Regulators Still Enforcing Health Marketing ClaimsWritten by Richard B. Newman
February 4, 2013 # 8:56 am # Legal Challenges, Specials # No Comments
The Federal Trade Commission and numerous state Attorneys’ General continue to actively police deceptive health-related marketing claims, including those relating to weight loss products. Marketers in the know evaluate products and related data first, and then create advertising copy to reflect what the product has actually been proven to do.
Make no mistake about it, there is a higher standard for substantiating health and weight loss claims for dietary supplements. Regulators require “competent and reliable scientific evidence.”
In case you have not studied the myriad of available consent judgments regarding weight loss claims, “competent and reliable scientific evidence” means well-controlled human clinical studies of the product, or of an essentially equivalent product, conducted by different researchers, independently of each other, that conform to acceptable designs and protocols and whose results, when considered in light of the entire body of relevant and reliable scientific evidence, are sufficient to substantiate that the representations are true.

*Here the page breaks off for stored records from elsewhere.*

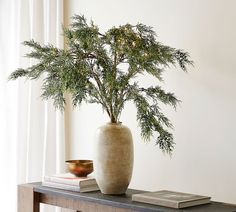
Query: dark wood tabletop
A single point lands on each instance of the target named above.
(124, 201)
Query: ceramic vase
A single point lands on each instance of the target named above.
(113, 158)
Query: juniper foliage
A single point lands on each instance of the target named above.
(89, 69)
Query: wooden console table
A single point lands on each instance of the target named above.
(31, 195)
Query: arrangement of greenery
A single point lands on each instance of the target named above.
(90, 69)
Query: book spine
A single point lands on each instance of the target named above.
(70, 182)
(71, 187)
(61, 186)
(89, 188)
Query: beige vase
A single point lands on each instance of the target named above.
(113, 158)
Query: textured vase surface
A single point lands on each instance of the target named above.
(113, 158)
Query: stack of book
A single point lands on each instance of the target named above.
(69, 182)
(171, 199)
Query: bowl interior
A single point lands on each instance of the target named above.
(79, 162)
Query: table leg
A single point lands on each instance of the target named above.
(28, 200)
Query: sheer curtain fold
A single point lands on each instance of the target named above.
(32, 131)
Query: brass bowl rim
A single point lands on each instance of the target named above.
(79, 161)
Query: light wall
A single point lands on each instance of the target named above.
(204, 159)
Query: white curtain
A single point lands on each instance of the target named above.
(31, 130)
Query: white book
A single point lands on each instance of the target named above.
(71, 187)
(171, 199)
(70, 179)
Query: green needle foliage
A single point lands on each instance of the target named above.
(90, 70)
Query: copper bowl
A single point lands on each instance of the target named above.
(80, 168)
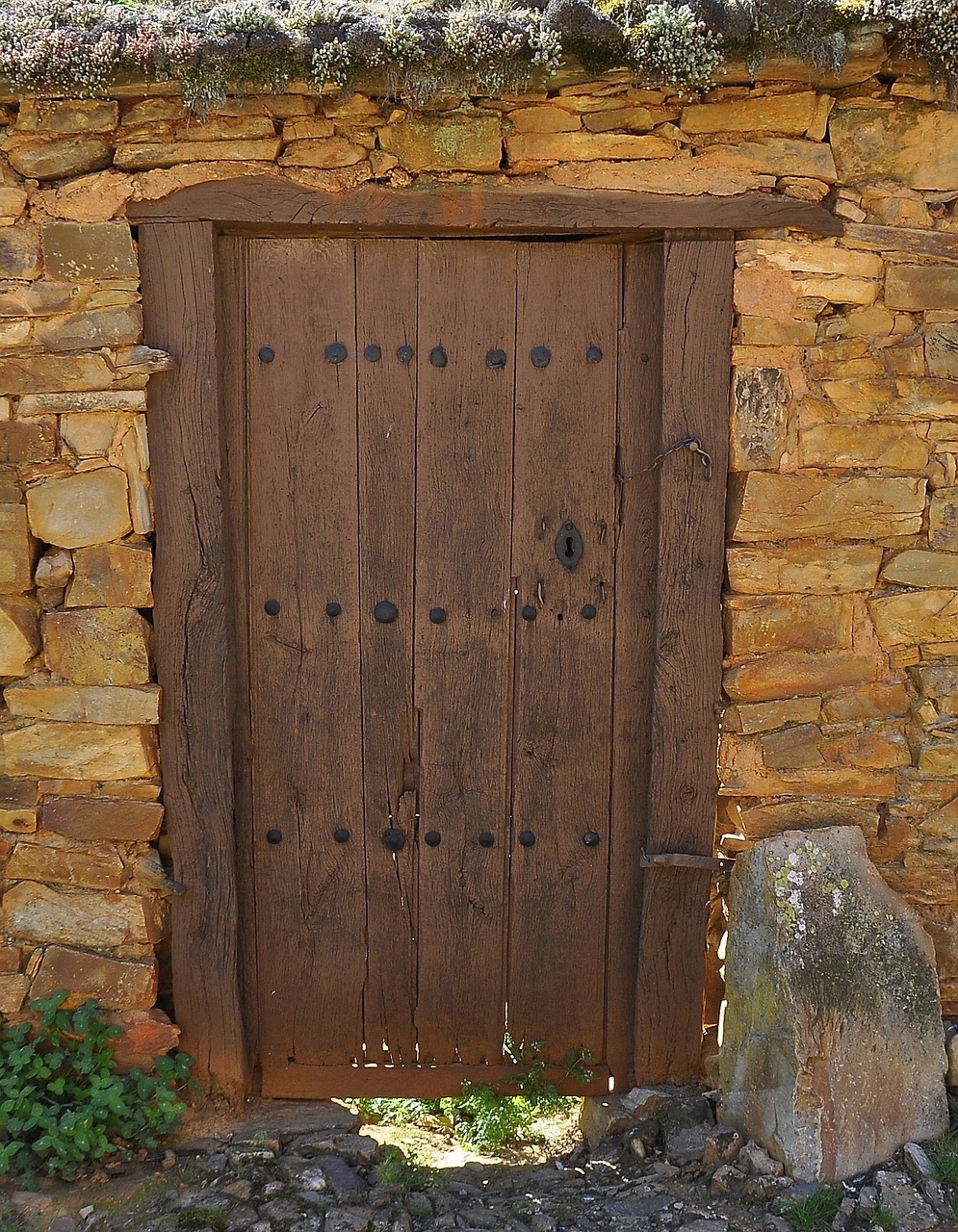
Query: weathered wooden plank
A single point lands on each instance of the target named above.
(192, 638)
(231, 299)
(688, 641)
(462, 665)
(636, 537)
(568, 300)
(386, 282)
(272, 202)
(307, 771)
(409, 1082)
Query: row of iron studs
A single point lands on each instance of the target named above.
(495, 359)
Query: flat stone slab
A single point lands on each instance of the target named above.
(834, 1046)
(269, 1121)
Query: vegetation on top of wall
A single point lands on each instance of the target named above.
(422, 47)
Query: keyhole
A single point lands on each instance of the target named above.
(568, 546)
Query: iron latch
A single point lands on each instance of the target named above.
(684, 860)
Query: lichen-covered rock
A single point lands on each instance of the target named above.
(834, 1050)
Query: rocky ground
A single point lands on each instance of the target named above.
(317, 1168)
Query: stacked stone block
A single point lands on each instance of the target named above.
(842, 566)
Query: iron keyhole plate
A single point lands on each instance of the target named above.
(568, 546)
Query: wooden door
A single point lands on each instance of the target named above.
(449, 562)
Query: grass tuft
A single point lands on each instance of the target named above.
(816, 1213)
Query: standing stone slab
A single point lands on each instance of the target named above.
(834, 1050)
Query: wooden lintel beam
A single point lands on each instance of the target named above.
(272, 205)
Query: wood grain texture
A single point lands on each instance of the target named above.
(636, 558)
(265, 203)
(192, 639)
(231, 299)
(565, 471)
(303, 545)
(386, 299)
(464, 665)
(688, 647)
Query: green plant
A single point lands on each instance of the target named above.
(482, 1116)
(62, 1101)
(402, 1168)
(945, 1160)
(202, 1218)
(816, 1213)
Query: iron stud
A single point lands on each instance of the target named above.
(385, 612)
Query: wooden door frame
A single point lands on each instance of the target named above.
(196, 498)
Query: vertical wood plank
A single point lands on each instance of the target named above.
(698, 273)
(462, 667)
(636, 539)
(192, 638)
(386, 307)
(307, 773)
(231, 299)
(568, 300)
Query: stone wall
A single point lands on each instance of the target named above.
(842, 607)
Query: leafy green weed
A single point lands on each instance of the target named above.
(63, 1105)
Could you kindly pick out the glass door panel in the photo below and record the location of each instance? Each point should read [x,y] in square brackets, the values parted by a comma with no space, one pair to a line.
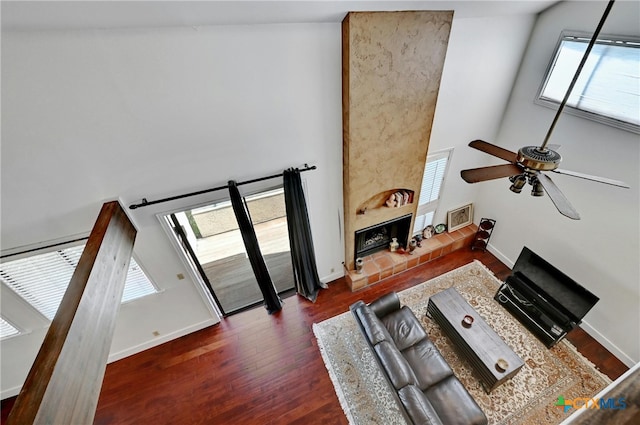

Essentially equivalent is, in turn, defined as a product that contains the identical ingredients, except for inactive ingredients (e.g., colors and fillers), in the same form and dosage, and with the same route of administration, as the covered product — provided that the covered product may contain additional ingredients if reliable scientific evidence generally accepted by experts in the field demonstrates that the amount and combination of additional ingredients is unlikely to impede or inhibit the effectiveness of the ingredients in the essentially equivalent product.
As referenced above, regulators will, without a doubt, consider whether existing studies are indeed consistent with the body of scientific evidence. The FTC is increasingly looking for consensus within the scientific community.
The foregoing standards are set forth with specificity in numerous regulatory settlement orders and should be considered a baseline enforcement threshold. So, such clinical studies will have to be conducted on the product or on a substantially equivalent product, and conform to rigorous protocol and design standards.
It is unlikely that the FTC will accept ingredient testing unless the advertising makes very clear that the efficacy claims being made are limited to the ingredients rather than the product. All those in the stream of commerce, from advertisers to publishers, should be careful not to make express or implied claims that the product has been proven or tested absent well-controlled clinical studies.
Further, marketers must not simply rely upon conclusions in clinical studies. Rather, a careful review of relevant protocols and data is imperative to ensure consistency with scientific conclusions.
Another common mistake continues to be that testimonials from satisfied customers will do the trick to get around the substantiation requirement. They will not. Testimonials are not “competent and reliable scientific evidence.” Unless you are comfortable with the likelihood of a regulator pulling compliance threads, do not try an end-around of the requirement through a testimonial.
If you do not have reliable data to prove the underlying representation, do not make it in the first place. Consumer testimonials inherently involve making efficacy claims that have to be substantiated. Whether your advertisement says “Lose 10 pounds…” or “I lost 10 pounds…,” competent scientific substantiation to back-up the claims is required.
The overall net impression of ad copy upon a reasonable consumer is what counts. Other red-flag weight loss claims that are almost always considered deceptive include, without limitation, that a product can cause weight loss without diet or exercise or can cause permanent weight loss.
If the disclosure of information is necessary to prevent an advertisement from being considered deceptive, it must be made clearly and conspicuously. A miniscule, fine-print footnote below the fold will not mitigate potentially liability and is arguably tantamount to having no disclosure at all.
The relationship between the principle claims and disclosures is vitally important when assessing marketing do’s and don’ts. For more information on the science of maintaining conversions while substantiating claims and product efficacy, consult with an advertising law attorney. It is often more cost-effective to involve regulatory compliance counsel early on in the creative compliance process.
Those that are engaged in campaigns within high-risk verticals are well-advised to assume that they are being carefully monitored. Regulators methodically scour the Internet for problematic ad copy. Methodologies and underlying protocols of clinical studies upon which all those in the stream of commerce are relying promises to remain front-and-center for quite some time.
Do not stand out unless you are fully compliant or have a high level of risk tolerance. If you draft aggressive ad copy first and the try to gather reliable studies that conform to it, you are asking for trouble.
Information conveyed in this article is provided for informational purposes only and does not constitute, nor should it be relied upon, as legal advice. This information is not intended to substitute for obtaining legal advice from an attorney. No person should act or rely on any information in this article without seeking the advice of an attorney.